Nothing complicated, maybe just an enum which specifies one of the
following behaviors:
- throw an error
- ignore (i.e., drop) invalid bytes/Chars
- replace undecodable bytes with u+FFFD and unencodable Chars with '?'
Yes.
...
My preference for the API change would be to add a function in
GHC.IO.Encoding.Iconv; for example,
mkTextEncodingError :: String ->  ErrorHandling ->  IO TextEncoding
So you're suggesting that we implement this only for iconv?  That would 
be easy enough, but then it wouldn't be available on Windows.  Another 
way would be to implement it at the Handle level, by catching 
encoding/decoding errors from the codec and applying the appropriate 
workaround.  This is a lot more work, of course.
...
since this is similar to how GHC.IO.Encoding.Latin1 allows error
handling by providing latin1 and  latin1_checked as separate encoders.
Any more complicated behavior is probably best handled by something
like the text package.
3) How hard would it be to get Windows code page support working?  I'd
like that a lot since it would further simplify the code in Haskeline.
  I can help out with the implementation if it's just a question of
time.
Ok, so I did look into this.  The problem is that the 
MultiByteToWideChar API just isn't good enough.

  1. It only converts to UTF-16.  So I can handle this by using UTF-16
     as our internal representation instead of UTF-32, and indeed I
     have made all the changes for this - there is a #define in the
     the library.  I found it slower than UTF-32, however.

  2. If there's a decoding error, you don't get to find out where
     in the input the error occurred, or do a partial conversion.

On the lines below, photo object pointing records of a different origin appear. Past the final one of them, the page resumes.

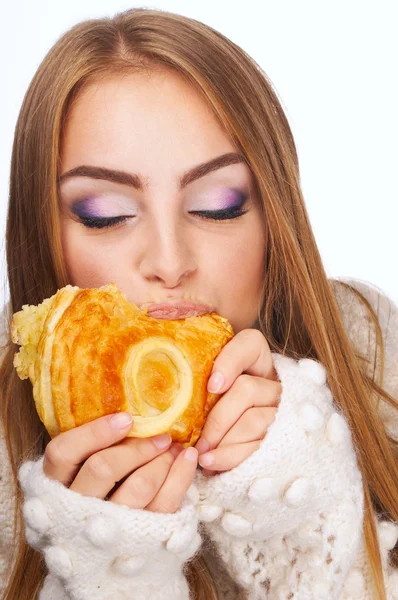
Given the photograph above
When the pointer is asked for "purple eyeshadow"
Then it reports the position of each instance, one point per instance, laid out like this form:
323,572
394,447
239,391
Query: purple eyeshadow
228,199
85,208
217,200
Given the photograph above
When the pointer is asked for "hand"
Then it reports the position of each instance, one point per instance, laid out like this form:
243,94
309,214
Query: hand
91,459
251,391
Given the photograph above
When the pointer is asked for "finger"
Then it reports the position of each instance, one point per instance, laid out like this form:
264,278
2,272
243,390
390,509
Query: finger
103,469
252,426
228,457
247,352
247,392
139,489
65,453
178,481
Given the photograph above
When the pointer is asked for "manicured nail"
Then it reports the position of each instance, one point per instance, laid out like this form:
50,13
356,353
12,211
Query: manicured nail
191,454
216,382
162,441
121,420
202,446
175,449
205,460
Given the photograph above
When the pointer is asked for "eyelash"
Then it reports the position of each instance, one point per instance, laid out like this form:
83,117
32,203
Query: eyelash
218,215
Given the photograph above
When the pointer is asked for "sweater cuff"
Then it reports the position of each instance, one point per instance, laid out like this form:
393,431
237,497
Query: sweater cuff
304,467
99,549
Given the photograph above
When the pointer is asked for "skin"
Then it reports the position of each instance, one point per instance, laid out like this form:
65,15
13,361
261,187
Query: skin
159,127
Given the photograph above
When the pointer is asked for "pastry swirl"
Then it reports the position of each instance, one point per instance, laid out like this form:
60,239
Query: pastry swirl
90,352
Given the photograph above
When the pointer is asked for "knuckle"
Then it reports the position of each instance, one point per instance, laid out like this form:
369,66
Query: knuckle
244,385
142,488
261,417
167,505
98,467
55,453
212,424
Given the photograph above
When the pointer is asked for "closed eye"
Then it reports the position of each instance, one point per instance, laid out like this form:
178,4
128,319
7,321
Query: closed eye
211,215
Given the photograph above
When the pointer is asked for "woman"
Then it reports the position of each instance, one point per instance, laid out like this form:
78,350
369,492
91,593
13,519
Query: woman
153,152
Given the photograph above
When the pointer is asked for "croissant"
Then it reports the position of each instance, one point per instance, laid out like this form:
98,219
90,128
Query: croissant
90,352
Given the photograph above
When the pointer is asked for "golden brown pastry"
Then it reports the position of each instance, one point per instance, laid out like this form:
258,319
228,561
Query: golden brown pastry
90,352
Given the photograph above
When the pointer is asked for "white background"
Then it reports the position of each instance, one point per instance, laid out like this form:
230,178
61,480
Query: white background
334,66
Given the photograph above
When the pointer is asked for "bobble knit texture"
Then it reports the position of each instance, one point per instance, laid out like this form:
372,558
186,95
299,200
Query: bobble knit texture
98,549
286,524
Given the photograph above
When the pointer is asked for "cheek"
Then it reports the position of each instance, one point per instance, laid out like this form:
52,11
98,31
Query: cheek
237,274
88,264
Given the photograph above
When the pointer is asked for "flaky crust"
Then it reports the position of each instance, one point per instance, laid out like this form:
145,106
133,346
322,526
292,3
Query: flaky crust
90,352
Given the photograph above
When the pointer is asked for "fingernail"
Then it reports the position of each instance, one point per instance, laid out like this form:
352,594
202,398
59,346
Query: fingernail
175,449
206,460
191,454
202,446
216,382
121,420
161,441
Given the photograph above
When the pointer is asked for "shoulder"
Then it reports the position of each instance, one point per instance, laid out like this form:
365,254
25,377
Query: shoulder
357,319
362,334
350,303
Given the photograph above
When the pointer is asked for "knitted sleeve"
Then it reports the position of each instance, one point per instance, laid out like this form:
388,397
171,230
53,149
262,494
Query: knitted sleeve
98,549
288,521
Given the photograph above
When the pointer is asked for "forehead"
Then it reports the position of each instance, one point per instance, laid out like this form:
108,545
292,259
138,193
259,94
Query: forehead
156,116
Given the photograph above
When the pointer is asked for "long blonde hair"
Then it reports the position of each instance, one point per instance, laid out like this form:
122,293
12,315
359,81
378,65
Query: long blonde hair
299,315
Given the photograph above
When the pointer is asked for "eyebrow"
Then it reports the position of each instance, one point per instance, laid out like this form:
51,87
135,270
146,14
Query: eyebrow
135,181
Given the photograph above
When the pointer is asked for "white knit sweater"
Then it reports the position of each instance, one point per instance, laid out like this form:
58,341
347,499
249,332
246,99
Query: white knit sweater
285,524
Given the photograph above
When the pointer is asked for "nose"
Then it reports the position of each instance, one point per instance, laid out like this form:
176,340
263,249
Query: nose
168,256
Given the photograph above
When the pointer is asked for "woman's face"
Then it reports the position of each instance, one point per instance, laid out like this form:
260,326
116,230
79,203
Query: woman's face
156,128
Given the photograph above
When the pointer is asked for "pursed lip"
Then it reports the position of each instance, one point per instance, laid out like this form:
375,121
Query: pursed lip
175,309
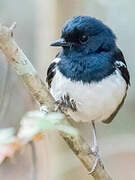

  3. If there isn't enough room in the target buffer, you don't get
     to do a partial conversion.

  4. Detecting errors is apparently only supported on Win XP and
     later (MB_ERR_INVALID_CHARS), and for some code pages it
     isn't supported at all.

2 and 3 are the real show-stoppers.  Duncan Coutts found this code from 
AT&T UWIN that implements iconv in terms of MultiByteToWideChar:

http://www.google.com/codesearch/p?hl=en&sa=N&cd=2&ct=rc#0IKL7zWk-JU/src/lib/libast/comp/iconv.c&l=333

notice how it uses a binary search strategy to solve the 3rd problem 
above.  Yuck!  This would be the common case if we used this code in the 
IO library.  This is why I wrote our own UTF-{8,16,32} codecs for GHC 
(borrowing some code from the text package).

BTW, Python uses its own automatically-generated codecs for Windows 
codepages.  Maybe we should do that too.

Cheers,
	Simon